先程とは大きく異なる、ガサガサと乱暴に草木を掻き分ける音。そして酷く胸騒ぎがした。
「人間の子供だ〜!しかも2人も!今日はツイてるぜぇ〜!」
「お、鬼…!?」
目の前に大きな影が現れたかと思うと、そいつは人間とは思えないような長く鋭い牙と頭から角のようなものがご丁寧に二つ付いていて、見上げるように高い頭の位置は俺の背丈を遥かに越している。ギョロリと血走ったような大きな眼球が俺たちを捉えた。
「こ、浩ちゃん…」
名前は俺の着物を掴むと怯えるように更に顔を青ざめさせる。俺は懐に潜めている護身用の短刀を抜き、目の前の鬼へ尖った先端を向ける。俺が名前を護らなければ、
「オイオイ、お前誰かを刺した事なんてないんだろ?その証拠にお前の手、震えてるぞぉ〜?」
鬼の言葉の言う通り、短刀を持つ俺の手は酷く震えていた。手が震える、足が震える、だけど彼女を護らなければいけない、俺の命に代えても。強く決心をすると、鬼の心臓目掛けて斬りかかる。しかし、短刀は自身の手から意図も簡単に弾かれてしまう。
「まずは其方の女の方から食っちまお〜〜」
先程まで俺に向けられていた眼球は彼女を捉えていた。このままでは名前が鬼に食われてしまう、途端に鬼の長い爪先が彼女の方へと振りかざされる。

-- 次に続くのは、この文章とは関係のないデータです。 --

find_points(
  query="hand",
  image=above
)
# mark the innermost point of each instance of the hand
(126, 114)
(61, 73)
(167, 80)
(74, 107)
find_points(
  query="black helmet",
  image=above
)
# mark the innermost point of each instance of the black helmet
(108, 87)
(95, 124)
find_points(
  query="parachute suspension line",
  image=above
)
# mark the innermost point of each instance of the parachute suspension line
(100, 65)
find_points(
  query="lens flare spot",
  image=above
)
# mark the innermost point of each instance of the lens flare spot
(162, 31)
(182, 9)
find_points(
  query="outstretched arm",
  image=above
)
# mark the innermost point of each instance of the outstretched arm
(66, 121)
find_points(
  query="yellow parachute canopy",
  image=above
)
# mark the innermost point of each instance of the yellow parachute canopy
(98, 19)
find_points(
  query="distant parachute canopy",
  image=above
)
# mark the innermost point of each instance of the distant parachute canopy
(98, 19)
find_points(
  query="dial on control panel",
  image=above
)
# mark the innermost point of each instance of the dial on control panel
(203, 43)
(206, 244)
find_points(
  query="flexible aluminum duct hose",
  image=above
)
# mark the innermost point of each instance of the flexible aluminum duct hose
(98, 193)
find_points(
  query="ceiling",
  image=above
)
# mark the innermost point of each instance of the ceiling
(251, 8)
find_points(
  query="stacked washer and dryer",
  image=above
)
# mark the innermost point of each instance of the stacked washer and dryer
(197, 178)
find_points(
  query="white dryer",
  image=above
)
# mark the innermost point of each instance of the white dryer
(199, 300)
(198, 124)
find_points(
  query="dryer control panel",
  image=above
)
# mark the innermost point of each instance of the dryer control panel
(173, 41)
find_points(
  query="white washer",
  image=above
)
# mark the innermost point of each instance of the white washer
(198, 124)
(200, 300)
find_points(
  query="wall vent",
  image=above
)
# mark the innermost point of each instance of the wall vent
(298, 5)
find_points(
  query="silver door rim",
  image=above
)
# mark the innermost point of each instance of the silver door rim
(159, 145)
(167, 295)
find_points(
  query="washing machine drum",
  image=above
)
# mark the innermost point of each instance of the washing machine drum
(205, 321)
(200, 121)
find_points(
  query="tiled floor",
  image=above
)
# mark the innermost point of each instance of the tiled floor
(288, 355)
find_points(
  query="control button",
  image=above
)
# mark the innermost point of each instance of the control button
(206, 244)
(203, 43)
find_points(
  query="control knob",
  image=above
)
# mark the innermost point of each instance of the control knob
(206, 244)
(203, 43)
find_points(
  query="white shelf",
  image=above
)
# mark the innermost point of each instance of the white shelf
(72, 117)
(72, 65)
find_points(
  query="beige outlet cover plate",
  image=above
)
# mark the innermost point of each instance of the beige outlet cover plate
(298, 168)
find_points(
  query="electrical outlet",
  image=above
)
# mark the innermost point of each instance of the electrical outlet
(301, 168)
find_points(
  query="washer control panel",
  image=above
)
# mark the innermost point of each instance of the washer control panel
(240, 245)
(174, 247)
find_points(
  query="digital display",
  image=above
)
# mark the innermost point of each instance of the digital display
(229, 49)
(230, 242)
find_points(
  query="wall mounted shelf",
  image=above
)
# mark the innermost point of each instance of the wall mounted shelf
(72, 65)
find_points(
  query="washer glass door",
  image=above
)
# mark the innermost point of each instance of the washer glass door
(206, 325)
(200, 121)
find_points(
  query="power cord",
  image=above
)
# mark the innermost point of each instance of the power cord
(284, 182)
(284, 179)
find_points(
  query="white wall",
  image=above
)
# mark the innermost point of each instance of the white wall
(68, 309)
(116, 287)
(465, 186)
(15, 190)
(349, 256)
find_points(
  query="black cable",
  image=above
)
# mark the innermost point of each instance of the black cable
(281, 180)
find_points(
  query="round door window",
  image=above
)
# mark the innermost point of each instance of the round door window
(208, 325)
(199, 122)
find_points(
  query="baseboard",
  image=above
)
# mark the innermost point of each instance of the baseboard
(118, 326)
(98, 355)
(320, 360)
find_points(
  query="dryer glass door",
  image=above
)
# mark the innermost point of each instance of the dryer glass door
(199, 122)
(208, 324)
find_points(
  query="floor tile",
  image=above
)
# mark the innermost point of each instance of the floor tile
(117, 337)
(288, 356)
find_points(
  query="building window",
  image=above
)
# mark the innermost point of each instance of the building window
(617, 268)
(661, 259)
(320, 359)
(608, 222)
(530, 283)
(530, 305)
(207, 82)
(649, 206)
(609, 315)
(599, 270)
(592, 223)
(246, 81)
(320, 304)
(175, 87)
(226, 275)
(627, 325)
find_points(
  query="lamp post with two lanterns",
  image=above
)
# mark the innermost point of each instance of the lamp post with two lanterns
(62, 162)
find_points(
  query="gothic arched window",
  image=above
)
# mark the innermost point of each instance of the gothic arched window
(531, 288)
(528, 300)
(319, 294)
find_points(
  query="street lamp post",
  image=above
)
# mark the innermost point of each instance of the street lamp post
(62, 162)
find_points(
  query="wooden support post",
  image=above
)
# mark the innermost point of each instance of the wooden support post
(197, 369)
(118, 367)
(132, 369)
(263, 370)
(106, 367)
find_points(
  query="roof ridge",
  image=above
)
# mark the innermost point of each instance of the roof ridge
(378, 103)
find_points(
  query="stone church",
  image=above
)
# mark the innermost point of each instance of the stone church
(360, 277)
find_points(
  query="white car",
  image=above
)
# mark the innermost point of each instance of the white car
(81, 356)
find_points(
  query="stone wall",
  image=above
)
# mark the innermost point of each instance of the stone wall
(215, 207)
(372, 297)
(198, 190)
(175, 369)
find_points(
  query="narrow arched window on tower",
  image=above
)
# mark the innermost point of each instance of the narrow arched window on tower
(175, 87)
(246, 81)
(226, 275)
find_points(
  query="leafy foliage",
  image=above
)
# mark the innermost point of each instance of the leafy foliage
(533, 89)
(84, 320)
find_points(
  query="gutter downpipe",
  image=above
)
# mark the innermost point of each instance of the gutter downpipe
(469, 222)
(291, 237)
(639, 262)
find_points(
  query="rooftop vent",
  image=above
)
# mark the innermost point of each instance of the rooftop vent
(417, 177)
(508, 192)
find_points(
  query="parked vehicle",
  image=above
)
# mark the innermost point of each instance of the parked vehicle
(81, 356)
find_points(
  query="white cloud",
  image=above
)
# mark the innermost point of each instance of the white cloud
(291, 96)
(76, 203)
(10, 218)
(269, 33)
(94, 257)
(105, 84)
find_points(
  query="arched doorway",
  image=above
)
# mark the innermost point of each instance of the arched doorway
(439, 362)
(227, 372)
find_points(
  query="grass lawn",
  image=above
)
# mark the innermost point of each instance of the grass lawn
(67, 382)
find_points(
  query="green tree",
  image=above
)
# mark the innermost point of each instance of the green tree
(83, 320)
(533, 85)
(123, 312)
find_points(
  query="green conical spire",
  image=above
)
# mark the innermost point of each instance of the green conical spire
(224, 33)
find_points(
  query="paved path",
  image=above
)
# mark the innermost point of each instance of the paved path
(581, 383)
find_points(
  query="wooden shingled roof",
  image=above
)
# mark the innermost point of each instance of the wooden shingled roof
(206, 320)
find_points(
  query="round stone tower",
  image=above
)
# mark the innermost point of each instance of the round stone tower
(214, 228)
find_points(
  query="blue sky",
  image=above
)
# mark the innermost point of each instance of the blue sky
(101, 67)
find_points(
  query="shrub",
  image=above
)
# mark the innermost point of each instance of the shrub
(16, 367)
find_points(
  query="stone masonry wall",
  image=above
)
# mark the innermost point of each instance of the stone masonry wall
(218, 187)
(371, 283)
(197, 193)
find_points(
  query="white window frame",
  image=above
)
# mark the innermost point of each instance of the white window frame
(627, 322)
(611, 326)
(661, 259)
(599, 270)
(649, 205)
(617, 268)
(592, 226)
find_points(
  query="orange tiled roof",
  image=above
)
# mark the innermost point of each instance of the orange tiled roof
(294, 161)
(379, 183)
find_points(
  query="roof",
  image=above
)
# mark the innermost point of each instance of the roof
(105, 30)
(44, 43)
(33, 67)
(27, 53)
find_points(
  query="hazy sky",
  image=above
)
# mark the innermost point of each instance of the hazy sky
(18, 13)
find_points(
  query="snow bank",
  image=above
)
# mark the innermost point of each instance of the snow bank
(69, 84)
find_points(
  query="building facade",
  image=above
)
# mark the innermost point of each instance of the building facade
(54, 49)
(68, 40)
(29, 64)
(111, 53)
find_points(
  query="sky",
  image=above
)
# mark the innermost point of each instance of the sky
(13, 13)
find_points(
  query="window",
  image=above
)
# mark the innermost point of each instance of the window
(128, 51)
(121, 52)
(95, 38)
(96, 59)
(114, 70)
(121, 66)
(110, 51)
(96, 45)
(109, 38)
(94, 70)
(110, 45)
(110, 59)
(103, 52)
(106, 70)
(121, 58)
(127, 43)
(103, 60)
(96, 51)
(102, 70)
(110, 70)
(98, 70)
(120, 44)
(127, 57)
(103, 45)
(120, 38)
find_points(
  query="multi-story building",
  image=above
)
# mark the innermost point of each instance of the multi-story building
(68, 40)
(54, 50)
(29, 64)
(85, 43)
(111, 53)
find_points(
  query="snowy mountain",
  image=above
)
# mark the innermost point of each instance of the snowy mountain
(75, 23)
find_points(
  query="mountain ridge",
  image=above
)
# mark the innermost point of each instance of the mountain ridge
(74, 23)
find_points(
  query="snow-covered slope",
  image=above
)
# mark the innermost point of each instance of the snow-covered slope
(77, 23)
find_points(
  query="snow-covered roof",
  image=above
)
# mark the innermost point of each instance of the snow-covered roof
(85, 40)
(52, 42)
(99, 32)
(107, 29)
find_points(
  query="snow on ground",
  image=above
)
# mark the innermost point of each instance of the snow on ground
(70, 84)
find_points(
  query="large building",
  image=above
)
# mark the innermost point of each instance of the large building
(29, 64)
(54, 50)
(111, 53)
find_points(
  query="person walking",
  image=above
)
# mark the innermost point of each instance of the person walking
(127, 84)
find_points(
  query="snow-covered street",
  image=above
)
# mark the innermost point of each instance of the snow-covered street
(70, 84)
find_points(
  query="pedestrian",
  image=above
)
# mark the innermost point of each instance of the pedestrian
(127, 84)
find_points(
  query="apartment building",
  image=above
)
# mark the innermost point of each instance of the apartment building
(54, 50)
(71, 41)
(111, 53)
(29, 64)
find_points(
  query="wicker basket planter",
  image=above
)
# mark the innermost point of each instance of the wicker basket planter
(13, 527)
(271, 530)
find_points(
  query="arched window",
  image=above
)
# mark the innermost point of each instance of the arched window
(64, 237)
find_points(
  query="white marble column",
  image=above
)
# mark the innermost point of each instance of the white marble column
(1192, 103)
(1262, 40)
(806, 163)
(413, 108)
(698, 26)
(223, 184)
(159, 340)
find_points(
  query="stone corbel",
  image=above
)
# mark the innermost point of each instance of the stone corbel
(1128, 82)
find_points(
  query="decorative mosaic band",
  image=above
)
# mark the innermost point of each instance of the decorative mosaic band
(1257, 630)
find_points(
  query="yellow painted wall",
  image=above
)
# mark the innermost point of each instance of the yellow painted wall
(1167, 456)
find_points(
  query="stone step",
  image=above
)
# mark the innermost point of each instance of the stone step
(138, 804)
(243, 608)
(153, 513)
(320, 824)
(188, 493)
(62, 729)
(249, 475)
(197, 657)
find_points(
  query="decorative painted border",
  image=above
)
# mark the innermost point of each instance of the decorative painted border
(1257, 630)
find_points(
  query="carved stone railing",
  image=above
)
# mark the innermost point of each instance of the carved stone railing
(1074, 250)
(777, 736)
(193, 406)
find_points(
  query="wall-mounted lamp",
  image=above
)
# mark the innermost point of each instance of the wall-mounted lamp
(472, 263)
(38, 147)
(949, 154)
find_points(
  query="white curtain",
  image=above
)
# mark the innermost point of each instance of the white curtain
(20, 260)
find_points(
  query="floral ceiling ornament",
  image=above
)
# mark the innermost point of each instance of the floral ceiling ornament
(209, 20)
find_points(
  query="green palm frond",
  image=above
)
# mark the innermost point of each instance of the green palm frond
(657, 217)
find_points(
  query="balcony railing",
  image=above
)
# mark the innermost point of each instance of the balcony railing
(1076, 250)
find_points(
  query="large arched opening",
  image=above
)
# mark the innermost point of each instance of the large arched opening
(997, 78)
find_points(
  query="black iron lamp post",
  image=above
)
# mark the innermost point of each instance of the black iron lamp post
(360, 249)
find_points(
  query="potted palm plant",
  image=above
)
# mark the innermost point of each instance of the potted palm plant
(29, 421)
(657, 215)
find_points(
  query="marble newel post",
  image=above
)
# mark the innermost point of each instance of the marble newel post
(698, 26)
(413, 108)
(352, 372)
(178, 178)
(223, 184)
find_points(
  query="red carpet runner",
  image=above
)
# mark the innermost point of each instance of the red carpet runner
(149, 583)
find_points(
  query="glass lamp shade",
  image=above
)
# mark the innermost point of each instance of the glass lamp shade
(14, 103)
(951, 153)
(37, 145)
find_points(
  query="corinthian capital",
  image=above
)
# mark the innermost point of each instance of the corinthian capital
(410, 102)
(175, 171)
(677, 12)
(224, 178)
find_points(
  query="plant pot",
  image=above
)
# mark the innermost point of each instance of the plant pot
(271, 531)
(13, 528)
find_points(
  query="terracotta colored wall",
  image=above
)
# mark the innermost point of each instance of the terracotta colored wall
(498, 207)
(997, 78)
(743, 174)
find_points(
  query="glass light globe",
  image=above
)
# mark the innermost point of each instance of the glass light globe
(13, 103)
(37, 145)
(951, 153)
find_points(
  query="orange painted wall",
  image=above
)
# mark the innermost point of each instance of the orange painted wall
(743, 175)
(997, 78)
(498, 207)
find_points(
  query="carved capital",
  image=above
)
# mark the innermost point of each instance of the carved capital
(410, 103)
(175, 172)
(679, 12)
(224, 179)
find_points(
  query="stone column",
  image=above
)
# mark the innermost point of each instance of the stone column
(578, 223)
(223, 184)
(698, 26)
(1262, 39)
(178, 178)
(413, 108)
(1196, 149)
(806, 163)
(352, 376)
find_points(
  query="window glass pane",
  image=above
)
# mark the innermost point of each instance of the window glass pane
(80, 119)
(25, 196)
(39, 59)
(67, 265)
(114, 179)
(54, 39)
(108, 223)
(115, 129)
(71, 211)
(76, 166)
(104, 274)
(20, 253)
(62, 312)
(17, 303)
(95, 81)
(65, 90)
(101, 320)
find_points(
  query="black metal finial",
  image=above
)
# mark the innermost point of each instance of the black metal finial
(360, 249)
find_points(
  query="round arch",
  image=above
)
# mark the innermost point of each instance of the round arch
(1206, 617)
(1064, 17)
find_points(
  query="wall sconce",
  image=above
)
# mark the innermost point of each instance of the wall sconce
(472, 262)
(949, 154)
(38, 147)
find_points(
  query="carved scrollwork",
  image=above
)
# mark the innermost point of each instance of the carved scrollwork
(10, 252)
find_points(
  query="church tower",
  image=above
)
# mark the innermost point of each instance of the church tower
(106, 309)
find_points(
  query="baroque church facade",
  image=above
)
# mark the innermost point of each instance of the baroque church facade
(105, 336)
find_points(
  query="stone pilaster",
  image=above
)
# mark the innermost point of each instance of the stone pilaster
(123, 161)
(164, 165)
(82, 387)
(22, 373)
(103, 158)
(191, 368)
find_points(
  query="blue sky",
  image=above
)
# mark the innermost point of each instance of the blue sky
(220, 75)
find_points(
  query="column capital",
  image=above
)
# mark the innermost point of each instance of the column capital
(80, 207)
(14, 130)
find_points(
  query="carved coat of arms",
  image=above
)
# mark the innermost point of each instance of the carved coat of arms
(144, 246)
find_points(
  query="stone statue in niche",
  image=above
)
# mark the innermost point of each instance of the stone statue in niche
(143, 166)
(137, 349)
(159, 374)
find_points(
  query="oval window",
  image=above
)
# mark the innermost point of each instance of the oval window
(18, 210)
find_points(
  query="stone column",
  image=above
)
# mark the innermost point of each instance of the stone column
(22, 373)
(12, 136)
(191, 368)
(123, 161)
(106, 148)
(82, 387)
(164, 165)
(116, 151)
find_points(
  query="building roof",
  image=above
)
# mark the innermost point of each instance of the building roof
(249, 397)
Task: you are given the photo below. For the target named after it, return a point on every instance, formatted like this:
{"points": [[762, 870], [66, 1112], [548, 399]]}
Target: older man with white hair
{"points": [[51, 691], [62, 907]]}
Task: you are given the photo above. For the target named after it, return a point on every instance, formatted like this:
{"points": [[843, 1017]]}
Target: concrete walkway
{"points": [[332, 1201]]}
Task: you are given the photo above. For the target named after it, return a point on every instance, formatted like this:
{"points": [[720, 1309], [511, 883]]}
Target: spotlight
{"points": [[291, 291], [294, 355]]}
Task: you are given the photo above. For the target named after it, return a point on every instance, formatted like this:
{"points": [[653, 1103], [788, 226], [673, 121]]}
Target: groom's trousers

『浩ちゃん!だめ!』、名前の静止を無視して庇うように彼女の前に乗り出す。直ぐに襲いかかってくるであろう鬼の斬撃を目を瞑って受け入れた。
──────
「おかあさん、おかあさん、鬼は本当にいるの?」
幼い頃に聞いた鬼の話、幼い俺は見たこともないその存在について母親に訊ねる
「鬼は夜になったら人間を食べちゃうの」
「えー怖いよぉ、じゃあ、みんな死んじゃうの?」
「大丈夫よ浩一、そうならない為に、」
───鬼狩り様が鬼を斬ってくださるのよ
月の光を背に受けながら暗闇の中で見知った赤い髪が揺れた。閃光の様な速さで肉を斬り裂く音が響く。即座に刃は吸い込まれるように持ち主の鞘に収まった。先程まで自身の方へと迫っていたはずの鬼の頚は瞬く間に地面へと転がっていた。
「名前!浩一!大丈夫か!?」
慌てて自身の背中へと隠していた名前を見ると瞼を閉じて、その小さな身体が地面へと倒れていた。慌てて彼女のもとへ駆け寄り呼吸を確かめる。小さいながらも聞こえる命の音に、俺と炭治郎はホッと胸を撫で下ろした。どうやら恐怖から気を失っている様だった。
「お前が来てくれなかったら、名前は死んでいた」
あのままでは俺が食われた後、名前も鬼に食われていたに違いない。どうしようも無い自分の無力さに腹が立つ。俺はまた自身の拳を強く握った。
「そんな事ない、浩一が名前を護ってくれてたんだ。名前が生きてる事がその証拠だよ」
何を言ってるんだ、誰がどう見てもお前が名前を護ったんだよ。
「こんな俺なんて助けてくれないで、放って置いてもよかったのに」
「何を言っているんだ!失われても良い命なんてこの世に存在しないんだ、きっと亡くなってしまった浩一のお母さんだって、浩一にずっと生きていてほしいと思っていたに決まっている!」
───思い出した。鬼狩りに頚を斬られた時、鬼になったはずの母さんの顔が、安心したように笑っていた気がしたんだ。まるで俺と父さんを殺さなくってすんで良かった、って言ってるみたいだったんだ。
「それに、浩一は俺の友達でもあるんだから」
そう言って地面へと腰を下ろしていた俺の前に右手を差し出す。
あの時の鬼狩りが、炭治郎だったら、鬼になってしまった母さんの頚を切らなくてもいい方法があったのかもしれない。だけど全部思い出して、勝手に救われたような気になった。今まで鬼になった母さんの事、鬼狩りから救ってやれなかったって、何処かで罪悪感に駆られていたんだ。だけど、あの時、母さんは俺と父さんを見て笑ったんだ。
大事な事、忘れていて御免な、母さん───
「ありがとうな、炭治郎」
なあ、お前なら、炭治郎なら、名前を守ってくれる気がすると思うから。仕方が無いから認めてやるよ、何だか悔しいから頑張れなんて言ってやらないけどな。
俺は差し出された同い年とは思えないようなマメだらけの手を取って立ち上がった。